Il 20 settembre ci esprimeremo sul referendum che prevede un consistente taglio dei parlamentari, il risultato è del tutto scontato, purtroppo prevarranno i sì, nel Paese non vi è spazio per ragionare sulle conseguenze, l’elettorato ha colto quest’occasione per umiliare una politica che, in un vuoto di credibilità, è quanto mai distante dalla realtà fattuale.
Fino agli anni ’90 la classe dirigente dei partiti, dal PCI al MSI, rappresentava per i propri elettori un riferimento culturale, ideologico, prima che politico e, con votanti non inferiori all’80% dell’elettorato, funzionalità del sistema e coesione sociale erano assicurate. Un’osservazione attenta del presente ci dice che così non è più, abbiamo presuntuosamente certificato la fine delle ideologie e quindi delle culture sottostanti, un insignificante nuovismo ci ha convinti del superamento della destra e della sinistra in favore di una aideologica politica del fare, cioè dell’agire in assenza di un sistema di pensiero capace di dare coerenza alle scelte e all’azione politica.

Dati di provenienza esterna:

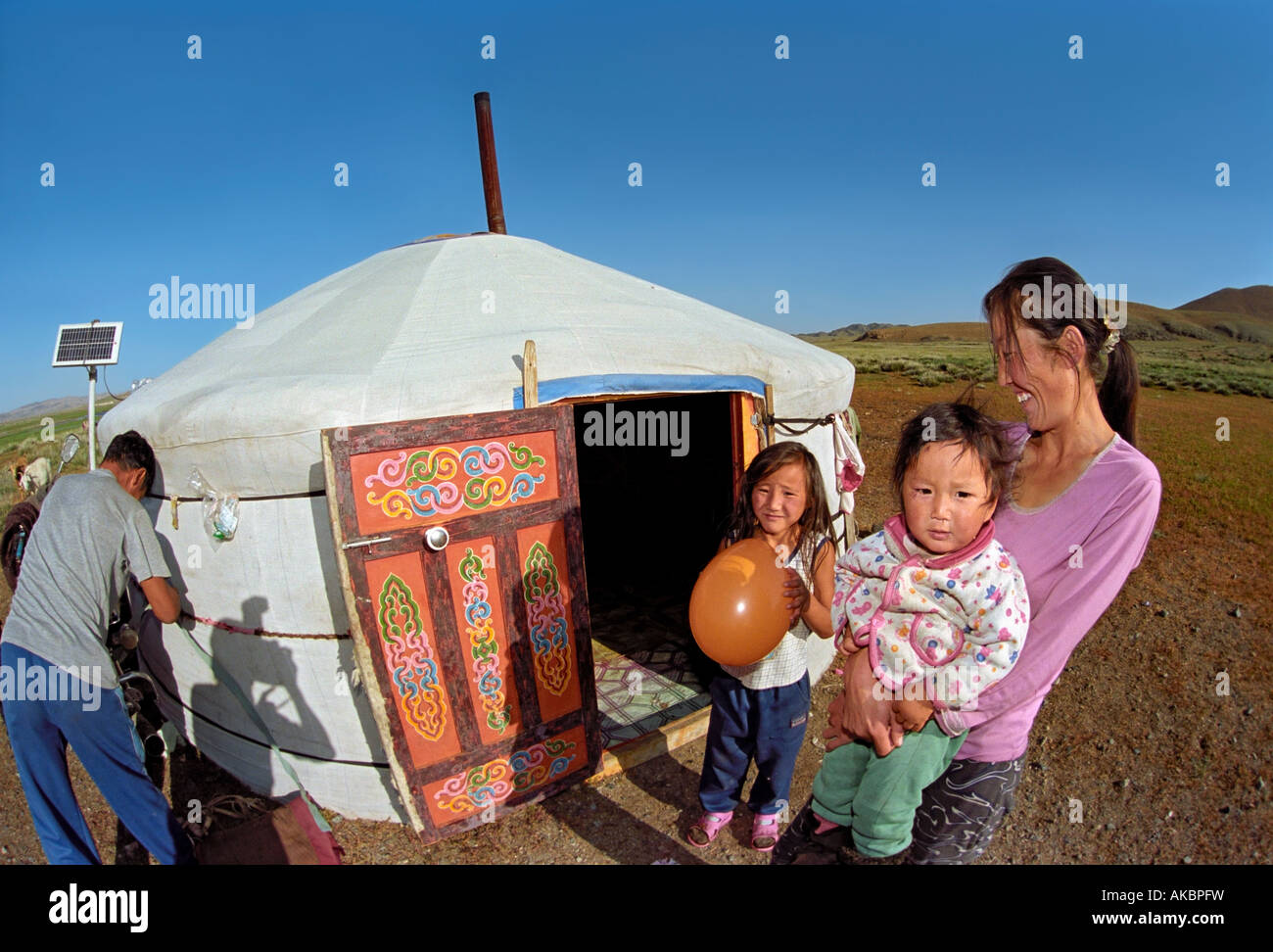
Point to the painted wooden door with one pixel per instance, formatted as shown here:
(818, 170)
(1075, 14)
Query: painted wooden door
(476, 655)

Vinceranno quindi i “si” (purtroppo e probabilmente) senza che si sappia bene cosa succederà dopo: proviamo a descriverlo.

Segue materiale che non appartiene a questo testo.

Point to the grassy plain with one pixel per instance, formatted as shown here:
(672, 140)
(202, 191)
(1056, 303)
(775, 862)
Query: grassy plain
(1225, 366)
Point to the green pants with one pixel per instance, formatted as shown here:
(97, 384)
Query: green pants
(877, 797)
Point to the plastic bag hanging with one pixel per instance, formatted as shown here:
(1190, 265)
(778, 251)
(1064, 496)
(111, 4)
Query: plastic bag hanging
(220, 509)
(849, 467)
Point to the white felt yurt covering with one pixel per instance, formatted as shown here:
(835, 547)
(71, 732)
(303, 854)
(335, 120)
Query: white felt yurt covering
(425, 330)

Il numero dei parlamentari sarà significativamente ridotto, da 630 a 400 i deputati e da 315 a 200 i senatori con un risparmio per le casse dello Stato di (soli) 81 milioni di euro: ma siamo sicuri che una riduzione del numero dei parlamentari comporti per se stessa un aumento dell’efficienza delle istituzioni? No, per niente; il difetto del nostro sistema sta tutto nel “bicameralismo perfetto”, in quella regola cioè per cui Senato e Camera devono approvare un testo assolutamente identico e questo comporta molte volte una serie lunghissima di passaggi: che i parlamentari siano dieci, venti (come nelle commissioni in cui viene svolto gran parte del lavoro) cento o mille non c’entra assolutamente niente: questo, di cui il referendum non dice nulla, non succede in nessun altro Paese del mondo!
E poi siamo sicuri che il problema del nostro Paese sia quello di produrre più leggi e approvarle più rapidamente? Ci sembra proprio di no! L’Italia oggi ha più leggi di tutto il resto d’Europa messo assieme! Il problema è che sono non solo troppe, ma anche contorte, complicate, a volte addirittura contraddittorie. C’è un problema?- sembrano ragionare i parlamentari – facciamo una legge per risolverlo! Sarebbe meglio dire, almeno qualche volta, “c’è un problema? Quali leggi è bene abolire per risolverlo?
Ma qui occorre rivolgersi all’intelletto e non alla “pancia”, occorre avere parlamentari preparati e lungimiranti, disposti anche all’impopolarità per l’efficienza delle istituzioni e non protesi sempre e soltanto al consenso elettorale, da inseguire a qualsiasi costo.
Ma questi parlamentari hanno fatto da tempo la fine delle ideologie: sono scomparsi!